The bandwidth usage will be the same and you will have it in a location that does not fail (generally speaking). So even if your internet went out, the PBX would still take calls and route them to voicemail.
You could easily log in and create a new route and send all calls to the main office temporarily when something happens.
Agreed, although remember that every call is at this point is an external call. So it would count twice as far as bandwidth is concerned.
-
@JaredBusch said:
Any box you got can do it since you have no VM infrastructure at that site. I would honestly host it though for 10 phones and only 2-3 simultaneous calls.
The bandwidth usage will be the same and you will have it in a location that does not fail (generally speaking). So even if your internet went out, the PBX would still take calls and route them to voicemail.
You could easily log in and create a new route and send all calls to the main office temporarily when something happens.
This would also be a good solution. If you have no existing server in-place on-site, a hosted solution through NTG on something like Rackspace would be an excellent option.
-
@coliver said:
@JaredBusch said:
Any box you got can do it since you have no VM infrastructure at that site. I would honestly host it though for 10 phones and only 2-3 simultaneous calls.
The bandwidth usage will be the same and you will have it in a location that does not fail (generally speaking). So even if your internet went out, the PBX would still take calls and route them to voicemail.
You could easily log in and create a new route and send all calls to the main office temporarily when something happens.
Agreed, although remember that every call is at this point is an external call. So it would count twice as far as bandwidth is concerned.
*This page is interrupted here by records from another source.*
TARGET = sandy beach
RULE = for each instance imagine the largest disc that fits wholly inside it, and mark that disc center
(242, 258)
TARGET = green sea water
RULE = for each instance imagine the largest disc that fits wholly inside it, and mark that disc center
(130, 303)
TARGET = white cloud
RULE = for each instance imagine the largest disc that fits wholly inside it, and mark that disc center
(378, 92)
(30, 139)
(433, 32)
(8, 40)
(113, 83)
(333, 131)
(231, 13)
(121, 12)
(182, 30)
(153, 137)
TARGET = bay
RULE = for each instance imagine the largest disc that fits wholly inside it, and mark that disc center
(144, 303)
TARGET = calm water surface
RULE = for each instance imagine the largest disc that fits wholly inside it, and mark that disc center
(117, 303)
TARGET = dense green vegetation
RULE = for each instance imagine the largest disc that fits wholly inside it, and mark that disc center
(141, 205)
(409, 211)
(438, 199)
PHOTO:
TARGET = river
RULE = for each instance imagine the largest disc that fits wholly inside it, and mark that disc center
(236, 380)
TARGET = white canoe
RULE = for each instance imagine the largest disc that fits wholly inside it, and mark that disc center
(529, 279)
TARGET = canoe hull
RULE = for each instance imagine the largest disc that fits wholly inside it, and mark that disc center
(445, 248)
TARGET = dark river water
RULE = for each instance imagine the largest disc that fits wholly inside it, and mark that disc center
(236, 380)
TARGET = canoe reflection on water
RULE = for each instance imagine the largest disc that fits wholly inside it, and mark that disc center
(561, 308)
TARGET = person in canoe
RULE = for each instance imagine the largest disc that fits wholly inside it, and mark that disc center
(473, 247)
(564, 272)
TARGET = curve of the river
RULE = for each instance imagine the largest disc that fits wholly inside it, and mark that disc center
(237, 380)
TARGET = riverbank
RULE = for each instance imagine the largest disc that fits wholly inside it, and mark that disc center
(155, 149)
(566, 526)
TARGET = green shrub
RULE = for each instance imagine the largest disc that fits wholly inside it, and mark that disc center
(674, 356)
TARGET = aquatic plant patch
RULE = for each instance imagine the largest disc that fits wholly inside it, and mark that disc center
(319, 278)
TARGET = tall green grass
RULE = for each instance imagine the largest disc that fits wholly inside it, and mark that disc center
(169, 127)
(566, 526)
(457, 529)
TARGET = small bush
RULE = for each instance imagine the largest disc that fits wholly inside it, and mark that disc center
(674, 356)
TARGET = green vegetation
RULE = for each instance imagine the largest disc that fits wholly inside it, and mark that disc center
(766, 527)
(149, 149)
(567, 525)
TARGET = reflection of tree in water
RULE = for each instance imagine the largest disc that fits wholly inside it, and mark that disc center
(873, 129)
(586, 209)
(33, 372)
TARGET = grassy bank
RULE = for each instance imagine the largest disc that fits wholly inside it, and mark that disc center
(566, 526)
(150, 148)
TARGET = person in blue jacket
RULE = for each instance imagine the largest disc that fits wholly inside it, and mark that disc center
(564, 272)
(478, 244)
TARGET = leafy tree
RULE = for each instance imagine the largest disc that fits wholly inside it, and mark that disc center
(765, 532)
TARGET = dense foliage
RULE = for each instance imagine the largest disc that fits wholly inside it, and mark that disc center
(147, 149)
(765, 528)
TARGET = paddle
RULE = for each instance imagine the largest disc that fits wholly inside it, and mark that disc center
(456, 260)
The latency difference really isn't noticeable. NTG hosts their PBX out of Toronto and I used it both from Upstate NY and Dallas and didn't have issues either time.
-
@coliver said:
Agreed, although remember that every call is at this point is an external call. So it would count twice as far as bandwidth is concerned.
Every call is external, but with only 10 phones how many in house calls are happening? Those are the only ones that take double bandwidth.
-
@JaredBusch said:
@coliver said:
Agreed, although remember that every call is at this point is an external call. So it would count twice as far as bandwidth is concerned.
Every call is external, but with only 10 phones how many in house calls are happening? Those are the only ones that take double bandwidth.
Exactly. With that few of people, the chances of lots of intra-office calls taking place is slim.